In the book of Genesis we read that God made man in His likeness, indispensable as His reflection. And as reflection, man has everything that God has. Since reflection implies immediate expression, man has health, abundance, joy, dominion. In her book Unity of Good, Mrs. Eddy writes: "There are not two realities of being, two opposite states of existence. One should appear real to us, and the other unreal, or we lose the Science of being" (p. 49). There are not two realities: sinning, diseased man and spiritual man; there is but one creation: perfect God, Spirit, and spiritual, perfect man. This is the true identity of each of us.
If we consent to the belief that we lack something someone else has or that someone has deprived us of something we deserve, we make ourselves vulnerable to all kinds of inharmony. Instead, we should bring the divine Principle, Love, to every situation—whether it is a family disagreement or a stalemate between two sides in a business or community dispute or on a global scale.
To each of these scenarios we can bring the understanding that God is our true Parent. All the world is included in God's family; each one is needed to fill his or her proper place. Each one has access to all good.
"Change must come in our own thought first."
Shortly after we came home from our visit to England, I had an opportunity to put this new view of the parable of the prodigal son into use. A situation in our country required prayer—the acknowledgment of God's love for everyone. A strike involving a large company and its union workers seemed at an impasse. There appeared to be irreconcilable demands for benefits on one side, demands for cutting costs on the other.
Like many other people, I started to pray. I tried to approach the situation without condemnation or criticism. I felt compassionate love for all of God's ideas. I understood each individual to be God's idea, honest and industrious; God's creation cannot be tempted to be devious or selfish.
Everything I read in the weekly Bible Lesson in the Christian Science Quarterly and in the Christian Science periodicals that week pointed to oneness, not divisiveness. With this abundance of spiritual ideas, I could see that feeling God's love as the one reality could be applied to other problems: beneath-the-surface resentment in a marriage, indignation at racial injustice, the belief of warring cells in the physical body. One infinite God is the unifying power, is the only power.

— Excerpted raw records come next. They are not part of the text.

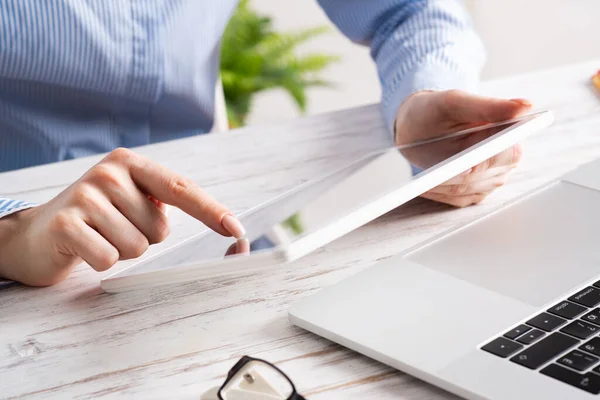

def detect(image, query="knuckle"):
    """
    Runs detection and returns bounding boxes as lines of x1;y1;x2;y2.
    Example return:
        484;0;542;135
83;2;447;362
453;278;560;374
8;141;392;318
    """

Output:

I don't feel that I settled the strike—some people felt it wasn't resolved satisfactorily—but in my prayers I used what I was discovering about the oneness of God, and that helped me.
Change must come in our own thought first. We all have said, "If only he would change." Or "It's her fault." But the operating reality of our world is our thinking. So it should be good. It should be so filled with Godlike qualities that no hint of separation from God in our consciousness can possibly occur.
Whether it is a belief of a tormented body, a family squabble, or a war halfway across the world, we can view the situation from a higher altitude. How does God see us, see our friends, or see the world situation? With justice, mercy, lovingkindness, health, holiness, abundance. These are the gifts our heavenly Father gives to each of His children in need, so not one of us is lacking or hurt or angry.
"Son, thou art ever with me, and all that I have is thine" is God's message to all His children.